In cell B3, enter the formula "=(1+E$2/12)*B2+F$2"; this is just the Excelified version of our finite-difference model $y_{t+1}=(1+\frac{I}{12})y_{t}+D$ . Note the $ in the formula, which will allow us to copy-and-paste the formula.

The word iteration comes from the Latin word iter, which means "again": so let's do it again. Copy and paste the formula in cell B3 into cells B4 through B12. You should get something like:

which shows that, at the end of 10 months we have nearly $4,600 in the account. To see how long it takes to get $10,000 in the account, we could keep copying-and-pasting; or using Excel's pattern-recognition skills, highlight cells A3:B12 and drag down on the lower-right corner.

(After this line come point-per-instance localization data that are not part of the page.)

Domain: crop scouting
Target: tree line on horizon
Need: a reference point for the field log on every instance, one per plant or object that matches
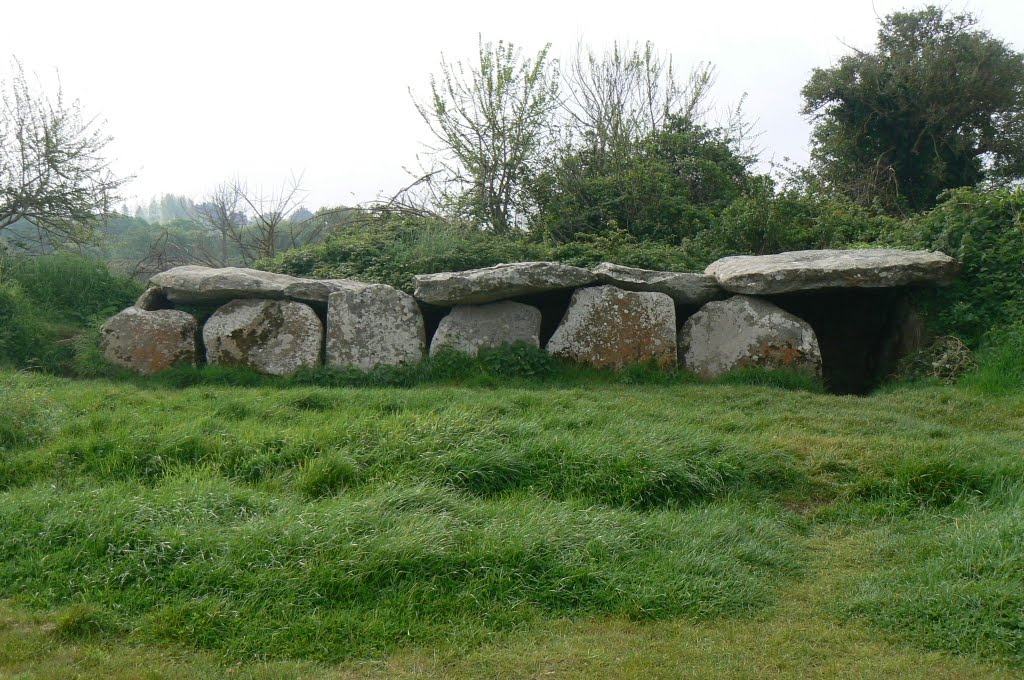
(613, 143)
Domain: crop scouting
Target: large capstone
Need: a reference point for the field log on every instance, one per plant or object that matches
(374, 326)
(744, 332)
(199, 285)
(499, 283)
(814, 269)
(148, 342)
(316, 291)
(276, 337)
(470, 328)
(683, 287)
(607, 327)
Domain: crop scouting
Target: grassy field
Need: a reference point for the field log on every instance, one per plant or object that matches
(585, 528)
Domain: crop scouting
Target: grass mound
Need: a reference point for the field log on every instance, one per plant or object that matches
(200, 560)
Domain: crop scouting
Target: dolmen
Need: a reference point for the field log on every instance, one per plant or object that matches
(845, 315)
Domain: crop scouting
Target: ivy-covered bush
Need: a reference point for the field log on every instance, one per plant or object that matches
(984, 230)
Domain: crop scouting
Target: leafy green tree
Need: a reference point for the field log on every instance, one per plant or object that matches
(668, 186)
(489, 120)
(939, 103)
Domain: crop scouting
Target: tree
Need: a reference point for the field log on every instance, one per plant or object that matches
(938, 104)
(489, 121)
(52, 171)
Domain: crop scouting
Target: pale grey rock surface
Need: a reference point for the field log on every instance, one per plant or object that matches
(607, 327)
(470, 328)
(684, 288)
(747, 332)
(374, 326)
(317, 290)
(814, 269)
(193, 284)
(275, 337)
(498, 283)
(148, 342)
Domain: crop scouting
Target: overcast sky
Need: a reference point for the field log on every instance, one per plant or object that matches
(199, 92)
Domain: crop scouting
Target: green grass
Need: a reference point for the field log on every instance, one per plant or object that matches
(590, 524)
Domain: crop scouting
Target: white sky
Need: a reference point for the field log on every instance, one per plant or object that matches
(198, 92)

Either way, it'll be a while till you get $10,000 in column B (after 24 months we still only have $6890.69).

What we just did took an instant, but imagine the work involve to do it by hand: many divisions, multiplications, additions. And if you made a mistake in computing the balance in month 15, say, then that mistake would have propagated through all subsequent months. That's why banks and firms used to employ teams of clerical workers whose sole job was to do arithmetic (and, sometimes, more complicated computations). These workers were known as "computers", and the job was more often than not veiwed as women's work because it was so unglamorous. Nevertheless, getting those computations right was what powered business big and small before the invention of electronic adding machines.

So much for question (1). To answer question (2), we could guess and check various values of D in cell F2 to see which gets us $10,000 in cell B26 (we wouldn't want to get to $10,000 before then -- we need some walking around money so we don't want to save too much). Guess-and-check isn't a very elegant solution, but it works.

Takeaways/Deliverables

To say you've successfully completed this lesson, you should be able to do the following:

Derive a finite difference model for compound interest, given rate and regular monthly deposit.
Use an Excel spreadsheet to carry out the iterative method of computing compound interest.
Use the iterative method to find the required regular deposit required to obtain a desired account balance in a desired time period.

These skills are what you'll need to complete the WebAssign homework for this Lesson.